If you are looking for things to do in the Loop, go to loopchicago.com/holidays for family itineraries, a map of holiday destinations, and more.  The Chicago Loop Alliance is sponsoring a campaign, #UnwrapTheLoop, through December 24.  Anyone who tags a holiday-themed downtown Chicago social media post (Facebook, Twitter or Instagram) with #UnwrapTheLoop will automatically be entered to win a prize from participating cultural attractions. 

December is not a hospitable month to open a boathouse, but a fourth boathouse designed by Studio Gang will open on the Chicago River in Bridgeport this month.  I used to row in younger days, but seemed to have issues staying in the boat.  Fortunately I did master getting back into the scull, which is no easy feat. 

Congratulations to Joel Oppenheimer, Inc., an art gallery specializing in works by natural history artists, particularly John James Audubon.  On December 1 the gallery moves from one historic structure, The Wrigley Building, to another, The Tree Studios at 10 East Ohio, audubonart.com.

While traveling throughout Chicago, I have noticed that there are a lot of construction cranes around the city.  Indeed, currently there are more cranes in Chicago than there were even in 2008.  I have seen Christmas trees on top of a number of those cranes.  I always thought how festive they were way up there in the sky, but learned just recently that means the building has been topped out. 
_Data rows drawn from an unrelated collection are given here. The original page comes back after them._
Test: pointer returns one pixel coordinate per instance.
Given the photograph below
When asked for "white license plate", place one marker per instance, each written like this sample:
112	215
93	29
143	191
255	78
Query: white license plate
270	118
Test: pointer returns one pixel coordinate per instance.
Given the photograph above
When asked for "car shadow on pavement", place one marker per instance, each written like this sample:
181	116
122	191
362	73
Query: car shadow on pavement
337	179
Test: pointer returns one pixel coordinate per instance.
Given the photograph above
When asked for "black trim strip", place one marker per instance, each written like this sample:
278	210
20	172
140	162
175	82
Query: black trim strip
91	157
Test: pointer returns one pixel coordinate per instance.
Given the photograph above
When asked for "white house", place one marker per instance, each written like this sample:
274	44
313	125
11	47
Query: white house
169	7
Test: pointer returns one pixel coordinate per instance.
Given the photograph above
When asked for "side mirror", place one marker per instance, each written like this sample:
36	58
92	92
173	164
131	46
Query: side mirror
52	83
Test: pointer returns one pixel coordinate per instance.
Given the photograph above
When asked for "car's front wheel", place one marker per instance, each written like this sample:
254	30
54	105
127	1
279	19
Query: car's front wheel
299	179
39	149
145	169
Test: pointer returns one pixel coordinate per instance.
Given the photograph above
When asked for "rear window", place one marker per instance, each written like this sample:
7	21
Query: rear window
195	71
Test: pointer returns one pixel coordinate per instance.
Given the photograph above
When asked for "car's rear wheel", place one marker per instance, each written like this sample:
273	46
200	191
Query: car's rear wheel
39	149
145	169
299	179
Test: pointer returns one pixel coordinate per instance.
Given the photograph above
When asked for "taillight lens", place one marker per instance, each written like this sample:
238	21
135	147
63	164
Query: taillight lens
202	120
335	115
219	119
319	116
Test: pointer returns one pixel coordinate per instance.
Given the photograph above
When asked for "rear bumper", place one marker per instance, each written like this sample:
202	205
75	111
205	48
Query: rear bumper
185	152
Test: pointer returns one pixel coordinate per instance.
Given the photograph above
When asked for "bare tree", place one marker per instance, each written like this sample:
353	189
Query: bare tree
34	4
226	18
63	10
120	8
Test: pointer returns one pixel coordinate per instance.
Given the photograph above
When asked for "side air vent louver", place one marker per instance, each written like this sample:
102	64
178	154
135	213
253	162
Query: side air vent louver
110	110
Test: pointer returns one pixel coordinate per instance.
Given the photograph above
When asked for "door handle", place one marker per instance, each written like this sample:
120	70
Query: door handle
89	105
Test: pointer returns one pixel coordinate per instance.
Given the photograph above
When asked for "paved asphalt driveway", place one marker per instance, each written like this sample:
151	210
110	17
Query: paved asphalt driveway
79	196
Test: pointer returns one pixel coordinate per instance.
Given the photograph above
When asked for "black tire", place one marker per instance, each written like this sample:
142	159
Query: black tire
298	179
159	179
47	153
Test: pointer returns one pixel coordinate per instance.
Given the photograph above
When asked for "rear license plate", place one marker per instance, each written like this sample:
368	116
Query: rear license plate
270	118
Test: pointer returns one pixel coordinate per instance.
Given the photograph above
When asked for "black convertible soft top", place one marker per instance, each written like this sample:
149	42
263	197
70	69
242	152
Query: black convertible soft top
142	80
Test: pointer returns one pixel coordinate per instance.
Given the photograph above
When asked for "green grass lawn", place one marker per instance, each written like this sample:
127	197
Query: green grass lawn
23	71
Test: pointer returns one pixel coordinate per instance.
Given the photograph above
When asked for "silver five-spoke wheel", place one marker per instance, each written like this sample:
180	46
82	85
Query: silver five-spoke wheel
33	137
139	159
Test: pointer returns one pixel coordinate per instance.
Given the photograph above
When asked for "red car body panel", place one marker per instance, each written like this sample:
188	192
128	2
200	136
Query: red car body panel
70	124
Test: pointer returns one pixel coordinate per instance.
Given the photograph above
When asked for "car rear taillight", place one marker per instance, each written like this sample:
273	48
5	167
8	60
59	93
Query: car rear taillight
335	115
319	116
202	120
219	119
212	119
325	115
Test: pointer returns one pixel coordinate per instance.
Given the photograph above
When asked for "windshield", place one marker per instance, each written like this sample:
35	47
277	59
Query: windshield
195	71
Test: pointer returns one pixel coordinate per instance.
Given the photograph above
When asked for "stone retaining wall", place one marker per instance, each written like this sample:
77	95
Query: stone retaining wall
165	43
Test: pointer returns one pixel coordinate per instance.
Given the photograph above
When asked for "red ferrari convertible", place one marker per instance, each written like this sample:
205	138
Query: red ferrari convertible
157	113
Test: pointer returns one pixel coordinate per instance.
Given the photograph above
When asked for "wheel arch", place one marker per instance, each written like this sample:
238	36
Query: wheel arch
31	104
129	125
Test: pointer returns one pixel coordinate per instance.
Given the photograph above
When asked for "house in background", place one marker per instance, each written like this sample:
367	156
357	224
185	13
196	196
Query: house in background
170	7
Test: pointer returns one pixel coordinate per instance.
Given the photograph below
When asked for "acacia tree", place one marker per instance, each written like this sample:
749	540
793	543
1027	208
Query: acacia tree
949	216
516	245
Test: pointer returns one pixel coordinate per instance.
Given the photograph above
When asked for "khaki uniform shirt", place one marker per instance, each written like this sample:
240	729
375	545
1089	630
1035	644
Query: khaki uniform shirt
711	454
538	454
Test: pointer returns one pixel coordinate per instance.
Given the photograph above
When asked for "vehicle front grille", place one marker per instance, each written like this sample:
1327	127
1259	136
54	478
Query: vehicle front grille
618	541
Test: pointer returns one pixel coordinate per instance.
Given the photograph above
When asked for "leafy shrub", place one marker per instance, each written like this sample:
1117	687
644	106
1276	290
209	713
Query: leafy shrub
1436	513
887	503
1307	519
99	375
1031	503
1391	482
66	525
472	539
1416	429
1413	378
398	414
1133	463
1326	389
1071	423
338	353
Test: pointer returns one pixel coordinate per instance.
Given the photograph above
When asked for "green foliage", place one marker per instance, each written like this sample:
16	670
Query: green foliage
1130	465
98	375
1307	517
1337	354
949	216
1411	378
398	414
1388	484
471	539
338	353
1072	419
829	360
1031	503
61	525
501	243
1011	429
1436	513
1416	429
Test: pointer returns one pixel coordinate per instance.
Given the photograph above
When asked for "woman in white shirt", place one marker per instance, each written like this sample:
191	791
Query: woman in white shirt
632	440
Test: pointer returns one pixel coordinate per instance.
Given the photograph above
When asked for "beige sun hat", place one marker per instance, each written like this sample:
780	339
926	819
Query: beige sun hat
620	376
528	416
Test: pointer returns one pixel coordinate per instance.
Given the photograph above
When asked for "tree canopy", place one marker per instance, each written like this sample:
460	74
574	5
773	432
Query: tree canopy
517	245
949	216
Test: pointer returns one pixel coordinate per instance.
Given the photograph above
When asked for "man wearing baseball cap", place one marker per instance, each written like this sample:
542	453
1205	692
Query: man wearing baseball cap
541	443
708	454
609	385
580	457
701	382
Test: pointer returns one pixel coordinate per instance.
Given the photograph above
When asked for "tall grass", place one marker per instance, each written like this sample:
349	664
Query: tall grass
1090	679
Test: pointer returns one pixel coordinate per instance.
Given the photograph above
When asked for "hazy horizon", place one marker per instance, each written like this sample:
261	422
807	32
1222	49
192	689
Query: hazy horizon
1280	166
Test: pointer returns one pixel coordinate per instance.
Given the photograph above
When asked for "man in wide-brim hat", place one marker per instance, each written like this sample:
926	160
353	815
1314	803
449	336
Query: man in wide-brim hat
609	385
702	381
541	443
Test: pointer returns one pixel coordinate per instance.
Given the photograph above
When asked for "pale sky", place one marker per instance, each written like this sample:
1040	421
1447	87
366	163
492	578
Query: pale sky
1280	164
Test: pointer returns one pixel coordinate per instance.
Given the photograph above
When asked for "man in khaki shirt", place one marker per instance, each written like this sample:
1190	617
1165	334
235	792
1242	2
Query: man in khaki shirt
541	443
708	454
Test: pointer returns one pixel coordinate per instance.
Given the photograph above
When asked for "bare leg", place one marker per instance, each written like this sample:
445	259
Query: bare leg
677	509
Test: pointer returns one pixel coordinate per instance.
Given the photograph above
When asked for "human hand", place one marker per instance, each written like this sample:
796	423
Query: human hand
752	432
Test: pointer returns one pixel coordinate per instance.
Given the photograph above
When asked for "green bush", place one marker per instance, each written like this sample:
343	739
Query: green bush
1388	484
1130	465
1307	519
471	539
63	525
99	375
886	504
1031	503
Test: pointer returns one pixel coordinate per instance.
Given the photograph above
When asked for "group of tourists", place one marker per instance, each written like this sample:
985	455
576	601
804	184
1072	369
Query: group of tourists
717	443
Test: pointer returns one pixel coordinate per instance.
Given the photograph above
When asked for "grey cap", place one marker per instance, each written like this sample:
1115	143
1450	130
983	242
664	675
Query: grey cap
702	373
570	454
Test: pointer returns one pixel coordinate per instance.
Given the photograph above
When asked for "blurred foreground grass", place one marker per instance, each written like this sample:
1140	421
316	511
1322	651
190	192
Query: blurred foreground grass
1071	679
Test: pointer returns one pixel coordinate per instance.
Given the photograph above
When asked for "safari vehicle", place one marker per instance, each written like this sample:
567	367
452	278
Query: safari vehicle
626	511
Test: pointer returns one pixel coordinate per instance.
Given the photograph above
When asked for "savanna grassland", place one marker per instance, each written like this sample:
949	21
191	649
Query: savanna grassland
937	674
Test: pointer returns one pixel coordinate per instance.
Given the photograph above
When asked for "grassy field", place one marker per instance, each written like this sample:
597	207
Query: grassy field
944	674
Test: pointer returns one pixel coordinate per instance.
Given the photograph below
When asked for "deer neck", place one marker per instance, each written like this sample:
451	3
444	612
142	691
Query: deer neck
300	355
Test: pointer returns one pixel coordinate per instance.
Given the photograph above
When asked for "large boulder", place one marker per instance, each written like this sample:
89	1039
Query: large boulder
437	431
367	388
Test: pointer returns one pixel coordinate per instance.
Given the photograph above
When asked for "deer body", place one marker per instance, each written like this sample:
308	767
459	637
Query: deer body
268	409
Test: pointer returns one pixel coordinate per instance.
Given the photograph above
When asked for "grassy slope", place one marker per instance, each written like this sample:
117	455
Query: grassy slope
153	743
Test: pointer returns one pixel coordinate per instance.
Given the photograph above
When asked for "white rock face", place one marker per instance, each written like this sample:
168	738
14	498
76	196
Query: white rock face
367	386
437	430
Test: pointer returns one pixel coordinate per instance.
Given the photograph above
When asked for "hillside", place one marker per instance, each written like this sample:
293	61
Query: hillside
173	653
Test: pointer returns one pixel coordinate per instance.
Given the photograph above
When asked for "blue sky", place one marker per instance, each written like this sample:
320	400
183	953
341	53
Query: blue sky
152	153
When my sisters and I were old enough to stay at home alone, my parents would attend New Year’s Eve parties.  My sisters and I would hold our own New Year’s Eve party by breaking out the crystal Champagne coupes and ginger ale.  We would pretend we were swells drinking Champagne while watching the Fred Astaire/Ginger Rogers musicals that WGN-Channel 9 aired for many years on New Year’s Eve.  We were careful to return all of the Champagne glasses before our parents came home.   A happy and healthy New Year to all!